Le Parlement suisse a donné son feu vert lundi à l’achat de six drones de surveillance israéliens, une opération controversée dont le coût est estimé à quelque 250 millions de francs suisses (230 millions d’euros).

Comme l’avait déjà fait la chambre basse de l’Assemblée fédérale suisse, la chambre haute a approuvé, par 30 voix contre 12, l’acquisition de six drones de surveillance non armés Hermes 900, du constructeur Elbit Systems.

Des opposants avaient appelé la Suisse à ne pas investir dans l’industrie militaire israélienne en raison des « violations systématiques des droits de l’homme » qui seraient, selon eux, commises par l’Etat hébreu contre les Palestiniens.

La socialiste Géraldine Savary, opposée à cet achat, a accusé l’armée israélienne d’avoir utilisé des drones Hermes 900 pendant l’offensive militaire à Gaza, en été 2014.

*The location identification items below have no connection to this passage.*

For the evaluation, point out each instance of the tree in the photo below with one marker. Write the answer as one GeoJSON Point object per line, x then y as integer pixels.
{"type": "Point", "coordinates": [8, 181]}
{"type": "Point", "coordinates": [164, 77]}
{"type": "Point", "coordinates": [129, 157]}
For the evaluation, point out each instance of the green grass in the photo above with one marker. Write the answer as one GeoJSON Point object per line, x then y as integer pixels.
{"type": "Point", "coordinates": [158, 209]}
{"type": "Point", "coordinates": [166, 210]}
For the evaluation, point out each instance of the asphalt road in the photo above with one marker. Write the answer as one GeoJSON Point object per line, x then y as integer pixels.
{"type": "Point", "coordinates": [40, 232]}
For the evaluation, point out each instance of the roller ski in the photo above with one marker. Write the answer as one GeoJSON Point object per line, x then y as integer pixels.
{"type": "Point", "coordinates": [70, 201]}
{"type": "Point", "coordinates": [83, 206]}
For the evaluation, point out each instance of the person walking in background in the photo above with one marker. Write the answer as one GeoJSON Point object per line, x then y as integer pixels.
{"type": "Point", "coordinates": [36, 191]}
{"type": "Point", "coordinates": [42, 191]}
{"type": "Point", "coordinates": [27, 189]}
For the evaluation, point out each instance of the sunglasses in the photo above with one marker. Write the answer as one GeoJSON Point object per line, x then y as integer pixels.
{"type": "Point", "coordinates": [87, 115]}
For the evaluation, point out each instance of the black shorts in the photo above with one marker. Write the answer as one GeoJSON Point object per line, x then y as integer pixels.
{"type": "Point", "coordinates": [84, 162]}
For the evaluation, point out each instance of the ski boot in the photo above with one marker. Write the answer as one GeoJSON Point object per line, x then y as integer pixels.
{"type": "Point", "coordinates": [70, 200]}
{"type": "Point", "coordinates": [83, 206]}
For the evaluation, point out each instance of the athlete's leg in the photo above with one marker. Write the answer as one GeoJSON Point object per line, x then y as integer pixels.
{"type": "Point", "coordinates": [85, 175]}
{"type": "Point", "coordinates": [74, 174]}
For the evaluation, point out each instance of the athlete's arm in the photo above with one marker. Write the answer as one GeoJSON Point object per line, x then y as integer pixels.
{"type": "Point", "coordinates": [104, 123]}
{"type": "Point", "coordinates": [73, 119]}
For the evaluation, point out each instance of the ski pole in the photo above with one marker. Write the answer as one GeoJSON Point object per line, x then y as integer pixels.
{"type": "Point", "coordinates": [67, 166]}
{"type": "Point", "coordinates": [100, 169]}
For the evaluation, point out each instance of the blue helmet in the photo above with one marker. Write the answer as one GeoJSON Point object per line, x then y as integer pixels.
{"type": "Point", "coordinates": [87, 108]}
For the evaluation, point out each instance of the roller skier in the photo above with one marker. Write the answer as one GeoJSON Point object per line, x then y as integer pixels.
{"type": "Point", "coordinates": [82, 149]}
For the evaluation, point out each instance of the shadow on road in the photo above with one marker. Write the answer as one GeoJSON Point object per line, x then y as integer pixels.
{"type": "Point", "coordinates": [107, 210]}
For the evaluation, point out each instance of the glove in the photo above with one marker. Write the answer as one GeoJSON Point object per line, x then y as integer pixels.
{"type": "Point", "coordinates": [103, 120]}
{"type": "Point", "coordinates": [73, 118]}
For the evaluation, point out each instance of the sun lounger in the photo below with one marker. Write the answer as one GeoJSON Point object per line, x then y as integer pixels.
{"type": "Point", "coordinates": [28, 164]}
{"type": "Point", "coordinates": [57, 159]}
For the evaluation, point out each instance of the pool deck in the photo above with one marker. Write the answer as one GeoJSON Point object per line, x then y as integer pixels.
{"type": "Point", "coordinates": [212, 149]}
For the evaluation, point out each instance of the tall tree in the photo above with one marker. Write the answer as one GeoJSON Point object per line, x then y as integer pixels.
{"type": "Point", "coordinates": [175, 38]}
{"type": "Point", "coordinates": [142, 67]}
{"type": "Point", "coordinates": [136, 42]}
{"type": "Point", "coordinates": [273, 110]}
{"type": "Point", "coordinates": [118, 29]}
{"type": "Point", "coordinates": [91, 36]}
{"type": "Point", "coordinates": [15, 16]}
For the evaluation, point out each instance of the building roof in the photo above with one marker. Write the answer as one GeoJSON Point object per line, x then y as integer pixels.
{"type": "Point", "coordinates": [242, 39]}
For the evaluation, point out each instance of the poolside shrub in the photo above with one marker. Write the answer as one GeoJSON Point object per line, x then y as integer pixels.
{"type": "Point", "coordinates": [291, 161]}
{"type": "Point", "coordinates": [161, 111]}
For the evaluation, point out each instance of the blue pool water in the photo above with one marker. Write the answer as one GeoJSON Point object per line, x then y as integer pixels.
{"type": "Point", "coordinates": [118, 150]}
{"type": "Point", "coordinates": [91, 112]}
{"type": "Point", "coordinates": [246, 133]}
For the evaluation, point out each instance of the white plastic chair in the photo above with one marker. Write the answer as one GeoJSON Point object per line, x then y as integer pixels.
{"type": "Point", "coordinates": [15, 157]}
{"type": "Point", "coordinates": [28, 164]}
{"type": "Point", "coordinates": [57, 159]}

« Israël ne respecte pas les droits des populations, parfois avec des moyens extrêmement violents », a déclaré un autre opposant, Luc Recordon (Verts), cité par l’agence de presse suisse ATS.

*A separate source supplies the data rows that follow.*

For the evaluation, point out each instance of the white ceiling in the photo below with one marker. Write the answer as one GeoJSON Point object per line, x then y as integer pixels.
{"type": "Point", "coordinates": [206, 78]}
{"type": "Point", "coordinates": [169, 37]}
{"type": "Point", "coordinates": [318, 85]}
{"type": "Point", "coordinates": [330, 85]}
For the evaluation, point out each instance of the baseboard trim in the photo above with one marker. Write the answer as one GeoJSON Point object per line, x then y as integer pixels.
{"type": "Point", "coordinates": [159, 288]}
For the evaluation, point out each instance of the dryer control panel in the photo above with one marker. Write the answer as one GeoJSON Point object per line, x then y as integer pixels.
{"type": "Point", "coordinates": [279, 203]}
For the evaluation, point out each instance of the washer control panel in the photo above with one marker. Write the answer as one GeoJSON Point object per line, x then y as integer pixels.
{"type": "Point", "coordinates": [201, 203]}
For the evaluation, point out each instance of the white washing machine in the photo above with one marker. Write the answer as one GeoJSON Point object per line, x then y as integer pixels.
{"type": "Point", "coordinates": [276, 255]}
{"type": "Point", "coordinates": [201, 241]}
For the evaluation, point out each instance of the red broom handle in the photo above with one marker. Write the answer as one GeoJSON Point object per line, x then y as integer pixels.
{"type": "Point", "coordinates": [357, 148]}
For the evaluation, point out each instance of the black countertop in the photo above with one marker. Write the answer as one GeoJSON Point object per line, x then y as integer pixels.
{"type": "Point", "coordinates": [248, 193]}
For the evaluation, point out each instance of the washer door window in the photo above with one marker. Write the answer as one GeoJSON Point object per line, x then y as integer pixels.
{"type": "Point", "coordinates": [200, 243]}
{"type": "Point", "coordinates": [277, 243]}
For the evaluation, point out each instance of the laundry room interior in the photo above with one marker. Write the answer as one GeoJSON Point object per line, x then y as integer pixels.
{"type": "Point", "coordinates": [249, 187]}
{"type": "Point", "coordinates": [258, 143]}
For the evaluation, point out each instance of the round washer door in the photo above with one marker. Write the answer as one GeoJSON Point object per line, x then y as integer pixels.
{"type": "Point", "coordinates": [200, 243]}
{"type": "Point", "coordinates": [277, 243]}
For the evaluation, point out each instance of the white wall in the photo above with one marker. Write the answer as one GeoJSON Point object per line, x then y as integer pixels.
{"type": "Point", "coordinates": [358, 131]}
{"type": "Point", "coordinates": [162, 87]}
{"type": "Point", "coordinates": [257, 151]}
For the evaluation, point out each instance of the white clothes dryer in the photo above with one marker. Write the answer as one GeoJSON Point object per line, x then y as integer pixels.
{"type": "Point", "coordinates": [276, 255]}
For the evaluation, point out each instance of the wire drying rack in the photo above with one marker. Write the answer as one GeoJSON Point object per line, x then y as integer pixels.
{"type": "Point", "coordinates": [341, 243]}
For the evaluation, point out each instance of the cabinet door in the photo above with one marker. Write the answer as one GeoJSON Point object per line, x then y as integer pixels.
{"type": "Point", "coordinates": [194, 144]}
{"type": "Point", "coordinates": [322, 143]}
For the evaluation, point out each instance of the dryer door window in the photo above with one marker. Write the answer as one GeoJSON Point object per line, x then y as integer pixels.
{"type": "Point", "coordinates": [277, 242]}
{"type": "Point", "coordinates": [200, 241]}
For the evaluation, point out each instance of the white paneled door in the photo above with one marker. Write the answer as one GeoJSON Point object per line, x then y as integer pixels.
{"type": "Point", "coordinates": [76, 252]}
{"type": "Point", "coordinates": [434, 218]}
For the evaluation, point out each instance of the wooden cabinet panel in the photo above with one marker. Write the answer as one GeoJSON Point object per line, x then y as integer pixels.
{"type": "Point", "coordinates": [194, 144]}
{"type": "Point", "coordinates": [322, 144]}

Le ministre suisse de la Défense, Ueli Maurer, a insisté sur le fait que la Suisse n’achetait pas les drones à l’Etat israélien, mais à une entreprise privée.

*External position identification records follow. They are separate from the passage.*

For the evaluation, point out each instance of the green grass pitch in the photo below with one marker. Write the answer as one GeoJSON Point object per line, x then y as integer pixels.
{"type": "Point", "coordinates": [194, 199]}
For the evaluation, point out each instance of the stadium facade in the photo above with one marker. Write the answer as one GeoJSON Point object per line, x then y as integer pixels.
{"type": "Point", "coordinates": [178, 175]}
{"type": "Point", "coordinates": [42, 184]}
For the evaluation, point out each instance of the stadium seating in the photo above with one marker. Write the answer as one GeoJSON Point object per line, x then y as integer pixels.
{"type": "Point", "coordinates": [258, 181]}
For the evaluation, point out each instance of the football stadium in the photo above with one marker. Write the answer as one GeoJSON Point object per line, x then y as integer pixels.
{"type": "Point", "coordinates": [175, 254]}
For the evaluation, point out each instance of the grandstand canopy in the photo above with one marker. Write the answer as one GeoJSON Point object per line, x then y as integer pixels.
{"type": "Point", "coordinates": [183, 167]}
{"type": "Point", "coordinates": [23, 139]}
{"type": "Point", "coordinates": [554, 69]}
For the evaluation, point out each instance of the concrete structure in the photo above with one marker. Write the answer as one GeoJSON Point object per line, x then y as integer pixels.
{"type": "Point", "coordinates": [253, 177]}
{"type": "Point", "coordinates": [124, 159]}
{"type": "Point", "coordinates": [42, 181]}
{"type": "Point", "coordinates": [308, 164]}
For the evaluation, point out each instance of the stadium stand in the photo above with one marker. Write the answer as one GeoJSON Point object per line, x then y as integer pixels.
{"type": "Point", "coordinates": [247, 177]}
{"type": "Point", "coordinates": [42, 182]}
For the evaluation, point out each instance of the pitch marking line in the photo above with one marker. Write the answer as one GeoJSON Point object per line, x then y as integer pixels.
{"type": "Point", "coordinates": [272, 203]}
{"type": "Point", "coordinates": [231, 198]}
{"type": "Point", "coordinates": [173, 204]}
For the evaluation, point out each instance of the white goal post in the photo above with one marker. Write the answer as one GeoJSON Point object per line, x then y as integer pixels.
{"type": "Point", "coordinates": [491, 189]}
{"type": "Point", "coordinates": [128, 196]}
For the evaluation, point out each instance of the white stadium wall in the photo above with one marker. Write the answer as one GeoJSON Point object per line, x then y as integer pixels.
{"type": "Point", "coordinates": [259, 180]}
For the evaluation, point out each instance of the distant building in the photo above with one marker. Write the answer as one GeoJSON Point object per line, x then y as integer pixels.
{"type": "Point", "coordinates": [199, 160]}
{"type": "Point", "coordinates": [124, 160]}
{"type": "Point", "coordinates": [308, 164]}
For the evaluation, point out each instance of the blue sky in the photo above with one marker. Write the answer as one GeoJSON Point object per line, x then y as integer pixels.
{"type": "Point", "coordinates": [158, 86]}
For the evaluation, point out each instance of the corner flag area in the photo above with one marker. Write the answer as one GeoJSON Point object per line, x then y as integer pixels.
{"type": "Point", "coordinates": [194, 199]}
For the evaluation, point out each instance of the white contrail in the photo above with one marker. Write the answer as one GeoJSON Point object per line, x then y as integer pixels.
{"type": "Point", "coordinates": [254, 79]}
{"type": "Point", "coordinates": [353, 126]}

Les engins, a-t-il précisé, seront uniquement utilisés pour des opérations de surveillance par les garde-frontières.

« Ce n’est pas un modèle de combat, mais il joue un rôle d’éclaireur. Nous n’avons pas l’intention de l’armer », a-t-il dit, selon ATS.

Par ailleurs, a indiqué M. Maurer, si la Suisse, pays neutre, a l’interdiction de vendre du matériel militaire à un Etat en guerre, dont Israël, rien ne l’empêche d’en importer, estimant qu’il n’y avait « pas de problèmes d’un point de vue des droits de l’Homme ».